Pézeron Guillaume, Millen Kat, Boukhatmi Hadi, Bray Sarah
Department of Physiology Development and Neuroscience, University of Cambridge, Downing Street, Cambridge CB2 3DY, UK.
Department of Physiology Development and Neuroscience, University of Cambridge, Downing Street, Cambridge CB2 3DY, UK
J Cell Sci. 2014 Nov 1;127(Pt 21):4634-44. doi: 10.1242/jcs.151787. Epub 2014 Sep 12.

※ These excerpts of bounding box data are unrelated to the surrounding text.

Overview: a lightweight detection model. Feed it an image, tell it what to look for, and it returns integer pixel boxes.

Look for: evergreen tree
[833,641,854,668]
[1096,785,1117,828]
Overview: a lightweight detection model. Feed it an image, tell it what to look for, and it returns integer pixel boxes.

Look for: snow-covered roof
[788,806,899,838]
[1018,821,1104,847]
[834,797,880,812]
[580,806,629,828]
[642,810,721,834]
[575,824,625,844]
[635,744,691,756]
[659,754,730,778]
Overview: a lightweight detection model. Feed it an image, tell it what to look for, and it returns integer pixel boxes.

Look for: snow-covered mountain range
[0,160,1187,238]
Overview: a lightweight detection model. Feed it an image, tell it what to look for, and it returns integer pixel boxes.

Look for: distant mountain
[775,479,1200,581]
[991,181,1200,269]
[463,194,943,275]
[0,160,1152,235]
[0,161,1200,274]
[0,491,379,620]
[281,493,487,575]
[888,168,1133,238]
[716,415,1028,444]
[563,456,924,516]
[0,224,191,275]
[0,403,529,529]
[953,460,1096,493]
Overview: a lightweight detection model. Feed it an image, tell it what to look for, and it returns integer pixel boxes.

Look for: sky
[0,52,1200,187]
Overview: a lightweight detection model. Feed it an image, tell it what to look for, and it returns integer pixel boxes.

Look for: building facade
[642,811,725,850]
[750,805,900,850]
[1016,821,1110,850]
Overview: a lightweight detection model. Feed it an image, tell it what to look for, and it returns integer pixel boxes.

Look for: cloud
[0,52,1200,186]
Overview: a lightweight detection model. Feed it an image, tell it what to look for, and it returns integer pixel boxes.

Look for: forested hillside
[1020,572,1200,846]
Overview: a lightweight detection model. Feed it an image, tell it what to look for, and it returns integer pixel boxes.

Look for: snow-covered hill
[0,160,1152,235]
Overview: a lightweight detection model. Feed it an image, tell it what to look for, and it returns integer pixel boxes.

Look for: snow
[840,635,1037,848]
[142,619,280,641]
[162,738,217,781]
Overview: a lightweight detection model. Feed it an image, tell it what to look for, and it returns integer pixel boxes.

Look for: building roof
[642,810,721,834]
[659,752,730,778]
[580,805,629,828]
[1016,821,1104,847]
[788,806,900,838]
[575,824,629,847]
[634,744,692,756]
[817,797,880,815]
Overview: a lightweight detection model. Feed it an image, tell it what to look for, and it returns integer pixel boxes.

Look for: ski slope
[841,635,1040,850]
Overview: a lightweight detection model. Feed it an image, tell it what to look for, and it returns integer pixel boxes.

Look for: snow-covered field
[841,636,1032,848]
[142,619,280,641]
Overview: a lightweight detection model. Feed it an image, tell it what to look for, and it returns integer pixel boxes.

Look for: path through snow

There is growing evidence that activation of the Notch pathway can result in consequences on cell morphogenesis and behaviour, both during embryonic development and cancer progression. In general, Notch is proposed to coordinate these processes by regulating expression of key transcription factors. However, many Notch-regulated genes identified in genome-wide studies are involved in fundamental aspects of cell behaviour, suggesting a more direct influence on cellular properties. By testing the functions of 25 such genes we confirmed that 12 are required in developing adult muscles, consistent with roles downstream of Notch. Focusing on three, Reck, rhea/talin and trio, we verify their expression in adult muscle progenitors and identify Notch-regulated enhancers in each. Full activity of these enhancers requires functional binding sites for Su(H), the DNA-binding transcription factor in the Notch pathway, validating their direct regulation. Thus, besides its well-known roles in regulating the expression of cell-fate-determining transcription factors, Notch signalling also has the potential to directly affect cell morphology and behaviour by modulating expression of genes such as Reck, rhea/talin and trio. This sheds new light on the functional outputs of Notch activation in morphogenetic processes.
越来越多的证据表明,Notch信号通路的激活在胚胎发育和癌症进展过程中,均可对细胞形态发生和行为产生影响。一般认为,Notch通过调节关键转录因子的表达来协调这些过程。然而,在全基因组研究中鉴定出的许多Notch调节基因都参与了细胞行为的基本方面,这表明Notch对细胞特性有更直接的影响。通过测试25个此类基因的功能,我们证实其中12个基因在成年肌肉发育中是必需的,这与Notch下游的作用一致。聚焦于Reck、rhea/踝蛋白和trio这三个基因,我们验证了它们在成年肌肉祖细胞中的表达,并在每个基因中鉴定出Notch调节的增强子。这些增强子的完全活性需要Notch信号通路中的DNA结合转录因子Su(H)的功能性结合位点,从而验证了它们的直接调控作用。因此,除了在调节细胞命运决定转录因子表达方面的众所周知的作用外,Notch信号传导还具有通过调节Reck、rhea/踝蛋白和trio等基因的表达来直接影响细胞形态和行为的潜力。这为Notch激活在形态发生过程中的功能输出提供了新的线索。